Nove em cada dez portugueses afirma que o país beneficiou da entrada na então Comunidade Económica Europeia, hoje União Europeia (UE). Talvez por isso, quase metade dos inquiridos pelo Barómetro da Política Europeia, divulgado este mês pela Fundação Francisco Manuel dos Santos (FFMS), concorde com a ideia de um novo alargamento. Segundo o estudo, 44,5% é favorável à entrada de novos Estados-membros.
Entre os países que reúnem maior preferência, a Ucrânia destaca-se de forma clara com 58%. Seguem-se a Suíça (5%), Turquia (4%) e a Noruega (3%), numa lista que conta ainda com a Albânia, o Reino Unido e a Sérvia.
Recorde-se que a Ucrânia oficializou o pedido de adesão à UE em fevereiro de 2022, no mês em que foi invadida pelas tropas russas, tendo recebido o estatuto de país candidato em junho do mesmo ano. As regras ditam que não é possível completar o processo enquanto a guerra continuar, ainda que as negociações oficiais tenham arrancado em dezembro de 2023.
Um dos temas que vem sendo discutido prende-se com os custos do aumento de Estados-membros da UE, em particular para países como Portugal que podem ver diminuída a quantidade de fundos comunitários recebidos. “O alargamento terá seguramente os seus custos.

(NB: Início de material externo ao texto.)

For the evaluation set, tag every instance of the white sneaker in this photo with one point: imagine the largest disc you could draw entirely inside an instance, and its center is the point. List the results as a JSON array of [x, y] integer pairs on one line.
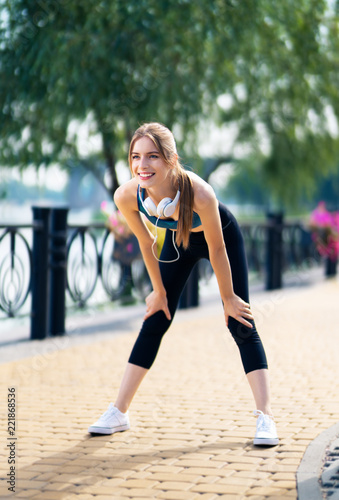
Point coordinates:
[[111, 421], [266, 433]]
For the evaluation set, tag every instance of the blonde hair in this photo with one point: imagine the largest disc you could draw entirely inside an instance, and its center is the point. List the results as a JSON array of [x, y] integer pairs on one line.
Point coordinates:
[[164, 141]]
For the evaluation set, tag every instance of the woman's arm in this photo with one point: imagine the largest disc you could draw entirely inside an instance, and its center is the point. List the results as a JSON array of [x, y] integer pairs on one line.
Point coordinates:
[[125, 198], [206, 204]]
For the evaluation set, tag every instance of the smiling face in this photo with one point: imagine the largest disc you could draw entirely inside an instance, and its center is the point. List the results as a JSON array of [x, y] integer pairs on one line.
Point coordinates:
[[147, 164]]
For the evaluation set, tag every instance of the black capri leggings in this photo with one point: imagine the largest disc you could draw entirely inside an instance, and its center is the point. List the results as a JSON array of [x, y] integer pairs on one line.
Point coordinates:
[[175, 275]]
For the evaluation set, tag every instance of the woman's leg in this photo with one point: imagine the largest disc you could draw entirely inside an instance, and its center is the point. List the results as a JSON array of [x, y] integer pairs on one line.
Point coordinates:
[[131, 380], [174, 276], [249, 343], [260, 385]]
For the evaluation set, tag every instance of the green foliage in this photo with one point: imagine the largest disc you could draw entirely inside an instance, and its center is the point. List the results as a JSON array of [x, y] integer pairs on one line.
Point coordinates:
[[117, 64]]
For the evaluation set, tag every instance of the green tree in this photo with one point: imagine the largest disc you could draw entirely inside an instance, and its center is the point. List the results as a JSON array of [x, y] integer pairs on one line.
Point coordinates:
[[111, 65], [280, 77], [115, 64]]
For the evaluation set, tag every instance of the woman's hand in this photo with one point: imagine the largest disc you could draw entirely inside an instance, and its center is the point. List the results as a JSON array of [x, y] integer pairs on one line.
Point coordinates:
[[238, 309], [155, 302]]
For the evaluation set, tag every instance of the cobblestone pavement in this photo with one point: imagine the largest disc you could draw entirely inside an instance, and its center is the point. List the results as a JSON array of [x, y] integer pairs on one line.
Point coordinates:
[[192, 423]]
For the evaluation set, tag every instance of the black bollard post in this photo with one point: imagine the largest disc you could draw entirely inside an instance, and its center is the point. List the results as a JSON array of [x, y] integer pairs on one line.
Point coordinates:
[[58, 271], [274, 251], [190, 294], [40, 282]]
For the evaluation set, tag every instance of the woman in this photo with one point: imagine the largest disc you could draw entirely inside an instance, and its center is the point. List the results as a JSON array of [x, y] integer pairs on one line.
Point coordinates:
[[198, 226]]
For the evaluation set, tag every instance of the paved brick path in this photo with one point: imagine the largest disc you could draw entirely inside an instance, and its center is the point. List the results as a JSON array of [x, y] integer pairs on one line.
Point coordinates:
[[192, 426]]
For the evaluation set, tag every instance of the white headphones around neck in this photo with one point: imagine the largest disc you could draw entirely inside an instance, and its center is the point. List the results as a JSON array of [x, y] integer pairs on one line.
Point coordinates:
[[165, 208]]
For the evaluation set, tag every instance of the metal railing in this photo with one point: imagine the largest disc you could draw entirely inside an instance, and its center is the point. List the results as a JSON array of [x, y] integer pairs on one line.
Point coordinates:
[[82, 259]]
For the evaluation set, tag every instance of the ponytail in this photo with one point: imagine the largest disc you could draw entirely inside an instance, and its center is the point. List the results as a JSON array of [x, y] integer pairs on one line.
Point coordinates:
[[185, 207], [164, 141]]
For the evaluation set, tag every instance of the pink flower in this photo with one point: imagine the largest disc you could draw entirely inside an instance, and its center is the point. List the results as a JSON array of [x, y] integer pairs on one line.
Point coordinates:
[[325, 231]]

Os custos do não alargamento serão certamente muito superiores”, afirma Sofia Moreira de Sousa, representante da Comissão Europeia em Portugal.
“A minha tese é que os custos do não alargamento na situação geoestratégica que vivemos são existenciais, os custos do alargamento são circunstanciais”, defende João Vale de Almeida
Sofia Moreira de Sousa reconhece a importância de discutir os custos, mas prefere focar a conversa nas “oportunidades” da expansão do projeto europeu. “O alargamento não vai acontecer se não for positivo, necessário e, diria mesmo, imperativo para a própria União. O que é necessário é encontrarmos as soluções de forma a adaptar as políticas europeias para nos prepararmos para receber novos Estados-membros”, reafirma.
João Vale de Almeida, antigo embaixador da UE, dramatiza e alerta mesmo para o risco geoestratégico do não alargamento. “A minha tese é que os custos do não alargamento na situação geoestratégica que vivemos são existenciais, os custos do alargamento são circunstanciais”, defendeu, durante o debate sobre o Barómetro da Política Europeia organizado pela SIC Notícias. “Os primeiros são irreversíveis, os segundos são reversíveis”, sublinhou.
Mas há também quem olhe para esta questão como um copo meio-cheio. Para Henrique Burnay, professor no Instituto de Estudos Políticos da Universidade Católica de Lisboa, esta é uma oportunidade para Portugal afirmar a sua componente Atlântica. “O centro das prioridades geopolíticas [na Europa] está para Leste e não para o Atlântico. Esta transformação obriga-nos a repensar como é que nos vamos posicionar dentro da UE”, alerta. Portugal deve, reforça o especialista, tirar proveito do seu posicionamento geográfico para manter relevância no contexto europeu.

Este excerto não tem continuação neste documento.